They say to eat the rainbow, so we’ve created this colourful plate full of veggie goodness. Top with Aussie-spiced pork, plus a mix of creamy and crunchy toppings for a meal that keeps the carbs down, and the flavour up!
This recipe is under 650kcal per serving and under 30g carbohydrates per serving.
The quantities provided above are averages only.

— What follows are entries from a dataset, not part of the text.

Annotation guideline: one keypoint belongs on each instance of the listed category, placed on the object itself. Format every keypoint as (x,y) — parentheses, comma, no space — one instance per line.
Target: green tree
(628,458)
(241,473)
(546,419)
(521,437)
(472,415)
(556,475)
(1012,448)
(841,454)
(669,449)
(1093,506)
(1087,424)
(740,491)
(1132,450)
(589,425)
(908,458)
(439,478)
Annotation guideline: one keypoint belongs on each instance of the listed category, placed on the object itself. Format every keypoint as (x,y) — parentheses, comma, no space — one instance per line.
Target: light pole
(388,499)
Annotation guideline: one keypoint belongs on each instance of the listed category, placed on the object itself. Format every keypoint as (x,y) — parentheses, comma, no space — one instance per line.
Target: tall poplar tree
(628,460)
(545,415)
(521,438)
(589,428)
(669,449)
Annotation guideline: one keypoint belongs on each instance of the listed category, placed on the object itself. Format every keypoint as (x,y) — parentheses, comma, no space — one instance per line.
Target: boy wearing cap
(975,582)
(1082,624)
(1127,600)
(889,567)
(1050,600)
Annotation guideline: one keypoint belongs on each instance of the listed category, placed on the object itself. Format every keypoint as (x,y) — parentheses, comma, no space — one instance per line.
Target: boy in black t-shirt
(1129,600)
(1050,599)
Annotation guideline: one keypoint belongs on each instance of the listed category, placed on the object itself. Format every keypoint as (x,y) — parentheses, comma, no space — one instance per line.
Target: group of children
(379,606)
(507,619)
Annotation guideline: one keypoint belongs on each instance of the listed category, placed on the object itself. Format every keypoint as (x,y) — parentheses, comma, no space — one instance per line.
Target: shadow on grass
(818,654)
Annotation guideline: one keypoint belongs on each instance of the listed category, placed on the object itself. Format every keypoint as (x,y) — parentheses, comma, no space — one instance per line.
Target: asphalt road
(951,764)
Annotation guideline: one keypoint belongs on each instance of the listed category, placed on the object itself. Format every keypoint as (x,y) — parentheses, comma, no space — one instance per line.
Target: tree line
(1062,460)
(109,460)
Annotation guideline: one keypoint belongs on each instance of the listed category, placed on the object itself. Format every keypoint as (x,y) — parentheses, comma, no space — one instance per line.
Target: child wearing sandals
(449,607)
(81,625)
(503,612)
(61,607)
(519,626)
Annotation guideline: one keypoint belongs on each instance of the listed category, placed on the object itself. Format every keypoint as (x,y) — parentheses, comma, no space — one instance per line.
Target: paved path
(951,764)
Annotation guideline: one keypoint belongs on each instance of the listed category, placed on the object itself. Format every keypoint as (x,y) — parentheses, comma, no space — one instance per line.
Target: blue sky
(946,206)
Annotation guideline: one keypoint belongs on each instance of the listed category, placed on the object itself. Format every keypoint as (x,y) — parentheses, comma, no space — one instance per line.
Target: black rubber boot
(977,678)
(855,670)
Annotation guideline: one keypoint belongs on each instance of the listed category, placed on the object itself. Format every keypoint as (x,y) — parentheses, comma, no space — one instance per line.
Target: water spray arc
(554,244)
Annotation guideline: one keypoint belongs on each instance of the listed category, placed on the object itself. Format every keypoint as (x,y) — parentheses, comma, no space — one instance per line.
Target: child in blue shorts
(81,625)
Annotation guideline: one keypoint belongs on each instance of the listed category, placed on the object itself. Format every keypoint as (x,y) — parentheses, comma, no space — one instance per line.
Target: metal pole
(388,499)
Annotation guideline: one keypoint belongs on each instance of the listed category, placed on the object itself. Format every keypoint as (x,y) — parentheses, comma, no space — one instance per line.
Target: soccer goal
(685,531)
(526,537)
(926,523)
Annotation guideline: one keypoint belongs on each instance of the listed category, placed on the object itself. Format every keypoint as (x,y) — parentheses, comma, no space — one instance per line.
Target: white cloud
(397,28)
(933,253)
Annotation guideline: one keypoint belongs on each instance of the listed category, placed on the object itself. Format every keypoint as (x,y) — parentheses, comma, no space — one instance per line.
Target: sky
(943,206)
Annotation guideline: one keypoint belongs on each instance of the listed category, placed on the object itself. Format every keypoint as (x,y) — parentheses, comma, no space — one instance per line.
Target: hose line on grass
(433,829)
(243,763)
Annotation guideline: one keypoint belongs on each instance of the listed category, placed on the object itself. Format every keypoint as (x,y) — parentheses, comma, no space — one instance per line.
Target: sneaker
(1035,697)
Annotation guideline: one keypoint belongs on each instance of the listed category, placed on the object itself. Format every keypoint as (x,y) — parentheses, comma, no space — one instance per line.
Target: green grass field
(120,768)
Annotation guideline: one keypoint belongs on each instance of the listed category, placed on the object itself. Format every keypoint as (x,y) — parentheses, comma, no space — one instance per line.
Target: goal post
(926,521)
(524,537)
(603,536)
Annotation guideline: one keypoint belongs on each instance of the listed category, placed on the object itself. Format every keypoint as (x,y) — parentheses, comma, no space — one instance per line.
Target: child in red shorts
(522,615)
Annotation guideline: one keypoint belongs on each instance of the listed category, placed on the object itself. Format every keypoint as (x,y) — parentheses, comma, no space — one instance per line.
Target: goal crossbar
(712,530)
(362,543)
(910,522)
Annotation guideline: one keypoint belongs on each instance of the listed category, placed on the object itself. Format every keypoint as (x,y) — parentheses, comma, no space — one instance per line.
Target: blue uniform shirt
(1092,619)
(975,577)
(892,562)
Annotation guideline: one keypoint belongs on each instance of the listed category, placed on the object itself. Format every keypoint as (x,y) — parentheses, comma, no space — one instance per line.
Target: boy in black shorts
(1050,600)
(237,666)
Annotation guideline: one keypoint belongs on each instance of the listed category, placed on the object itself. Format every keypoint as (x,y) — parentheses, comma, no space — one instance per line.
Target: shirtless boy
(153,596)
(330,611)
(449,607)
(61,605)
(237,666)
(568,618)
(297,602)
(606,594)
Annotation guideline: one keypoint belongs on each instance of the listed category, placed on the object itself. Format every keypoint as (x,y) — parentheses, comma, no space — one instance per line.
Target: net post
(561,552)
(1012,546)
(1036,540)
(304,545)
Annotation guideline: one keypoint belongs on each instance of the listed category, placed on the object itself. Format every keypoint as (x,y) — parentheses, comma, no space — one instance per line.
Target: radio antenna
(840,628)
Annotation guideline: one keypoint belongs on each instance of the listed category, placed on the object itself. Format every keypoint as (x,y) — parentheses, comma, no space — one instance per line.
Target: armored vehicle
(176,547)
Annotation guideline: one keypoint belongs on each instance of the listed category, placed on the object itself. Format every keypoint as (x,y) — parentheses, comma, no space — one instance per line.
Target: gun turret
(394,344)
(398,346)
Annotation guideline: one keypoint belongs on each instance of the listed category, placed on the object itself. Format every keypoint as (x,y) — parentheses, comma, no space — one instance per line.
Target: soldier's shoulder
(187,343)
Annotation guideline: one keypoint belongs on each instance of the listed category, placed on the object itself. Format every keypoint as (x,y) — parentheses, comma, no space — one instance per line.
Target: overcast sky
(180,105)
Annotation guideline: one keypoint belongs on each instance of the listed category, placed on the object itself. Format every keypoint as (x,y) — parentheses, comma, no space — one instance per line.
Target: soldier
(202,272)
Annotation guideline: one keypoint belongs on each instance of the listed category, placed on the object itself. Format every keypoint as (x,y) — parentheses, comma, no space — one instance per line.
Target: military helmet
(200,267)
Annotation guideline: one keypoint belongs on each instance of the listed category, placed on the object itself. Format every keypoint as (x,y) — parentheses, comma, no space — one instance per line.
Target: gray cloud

Always read product labels for the most up-to-date allergen information. Visit hellofresh.com.au/foodinfo for allergen and ingredient information. If you have received a substitute ingredient, please be aware allergens may have changed.
1
carrot
1
brown onion
1
tomato
1
beetroot
1 bag
kale
2 clove
garlic
1 packet
pork loin steaks
1 packet
pine nuts
1 sachet
Aussie spice blend
1 packet
Greek-style yoghurt
olive oil
1 drizzle
white wine vinegar
• Preheat oven to 240°C/220°C fan-forced. • Thinly slice carrot into rounds. Cut brown onion and tomato into thick wedges. Cut beetroot into small chunks. Roughly tear kale leaves, then discard the stems. Set kale aside. • Place carrot, onion, tomato and beetroot on a lined oven tray. Drizzle with olive oil and season with salt and pepper. Toss to coat. Roast until almost tender, 15-18 minutes. • Remove veggies from oven. Add kale and a pinch of salt to the tray. Gently toss to combine. Return to oven to roast until tender, a further 5-8 minutes.
TIP: If your oven tray is crowded, divide the veggies between two trays.
• Meanwhile, finely chop garlic. • In a large frying pan, heat a drizzle of olive oil and garlic over medium-high heat. • Cook until fragrant, 1 minute. Transfer to a small bowl.
• Add Greek-style yoghurt to garlic oil mixture. • Stir to combine, then season to taste. Set aside.
• In a medium bowl, combine Aussie spice blend and a drizzle of olive oil. Add pork loin steaks, turning to coat. • Return frying pan to medium-high heat with a drizzle of olive oil. When oil is hot, cook pork until cooked through, 3-4 minutes each side (depending on thickness). • Set aside on a plate and cover with foil to rest for 5 minutes.
TIP: The spice blend will char slightly in the pan, this adds to the flavour! TIP: Pork can be served slightly blushing pink in the centre.
• Add a drizzle of white wine vinegar to the roast veggie tray. • Gently toss to combine. Season to taste.
• Slice Aussie-spiced pork. • Divide roast veggie toss between plates. Top with pork (plus any resting juices!). • Spoon garlic yoghurt over pork. Sprinkle with pine nuts to serve. Enjoy!